Type Analysis for JavaScript

December 12th, 2011

A few weeks ago, I've begun working on a type inference analysis for JavaScript based on the forward dataflow paradigm. The goal of this analysis is to gather information about the types of variables and object fields in JavaScript programs so that they can be better optimized. More specifically, the analysis should allow a JavaScript compiler to obtain some guarantees about the behavior of programs to compile, allowing it to generate more specialized code.

When compiling JavaScript code, a naive JavaScript compiler has to assume that the + operator can be either addition or string concatenation, and produce code that can handle both cases, with the associated dynamic dispatch overhead. This is rather problematic, because all JavaScript operators have multiple cases to handle based on the input types. The results is large amounts of inefficient code. If we have guarantees about the input types of operators, however, we can potentially generate (much) more optimized code. Optimizing dynamic languages based on type inference is the focus of my Ph.D. thesis.

I recently implemented a prototype analysis that is partially flow-sensitive. The results were fairy promising, at least on simple programs. The analysis was able to successfully infer the types of most variables and object fields, and seemed to run at an acceptable speed. Another nice thing is that the analysis can be run incrementally, and doesn't need to analyze parts of programs that can be shown never to run. The main weakness so far, however, is that my analysis is still relatively weak when it comes to inferring that properties must definitely exist on objects. It also doesn't benefit very much from aliasing information that seems obvious when looking at the source code of the programs being analyzed... And my instinct tells me that if it's so plain and obvious, there should be a way to design an analysis that can infer it.

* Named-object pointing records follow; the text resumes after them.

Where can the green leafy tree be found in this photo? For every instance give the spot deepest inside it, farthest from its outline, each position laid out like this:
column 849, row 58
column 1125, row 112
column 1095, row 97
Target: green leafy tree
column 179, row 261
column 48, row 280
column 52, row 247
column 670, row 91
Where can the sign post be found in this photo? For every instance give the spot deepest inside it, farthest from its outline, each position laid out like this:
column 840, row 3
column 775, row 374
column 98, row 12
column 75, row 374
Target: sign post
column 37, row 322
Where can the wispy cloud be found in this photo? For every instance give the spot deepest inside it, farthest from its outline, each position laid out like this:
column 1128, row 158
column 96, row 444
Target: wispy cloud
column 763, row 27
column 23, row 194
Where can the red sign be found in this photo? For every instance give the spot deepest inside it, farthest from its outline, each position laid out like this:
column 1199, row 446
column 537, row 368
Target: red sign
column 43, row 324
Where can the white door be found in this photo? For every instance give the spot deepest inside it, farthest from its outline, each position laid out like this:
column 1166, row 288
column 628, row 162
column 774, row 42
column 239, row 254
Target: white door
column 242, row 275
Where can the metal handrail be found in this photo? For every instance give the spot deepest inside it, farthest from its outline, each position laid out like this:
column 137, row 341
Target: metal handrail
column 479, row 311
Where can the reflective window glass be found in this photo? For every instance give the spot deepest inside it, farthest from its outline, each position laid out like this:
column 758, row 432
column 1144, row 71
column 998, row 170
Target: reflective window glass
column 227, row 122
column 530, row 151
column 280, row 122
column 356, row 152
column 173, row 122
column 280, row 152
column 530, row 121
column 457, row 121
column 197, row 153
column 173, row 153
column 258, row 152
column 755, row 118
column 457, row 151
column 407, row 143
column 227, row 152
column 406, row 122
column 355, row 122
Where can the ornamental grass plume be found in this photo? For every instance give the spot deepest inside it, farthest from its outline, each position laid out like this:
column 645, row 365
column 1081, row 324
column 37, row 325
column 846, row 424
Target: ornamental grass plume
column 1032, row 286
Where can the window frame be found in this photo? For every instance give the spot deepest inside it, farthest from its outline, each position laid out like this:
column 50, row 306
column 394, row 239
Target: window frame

Following a discussion with professor Bruno Dufour, I've decided to implement a second prototype of my analysis that will be fully flow-sensitive, and based on the points-to analysis paradigm. Such analyses are typically more costly in terms of execution time and memory usage, but I'm hoping to find simplifying assumptions that can help make the performance acceptable. In any case, a flow-sensitive analysis should provide me with some sort of upper bound on the precision of the type information that can be inferred statically, and give me more insight into how to design more precise and efficient analyses in the future.

In other news, I've started working on Tachyon's Garbage Collector (GC). This will be a simple stop-and-copy semi-space collector using Cheney's algorithm. I'm implementing the GC itself in Tachyon's extended JavaScript dialect, as opposed to writing it in C, as I feel this will integrate better with the rest of the system. So far, I've written code to traverse objects in memory and to traverse the stack from top to bottom. The main component missing is traversal of compiled functions, which I should be implementing this week. I'm hoping all this won't be too buggy once I integrate it all together. Rumors are GCs are very hard to debug. I'll be finding out soon enough.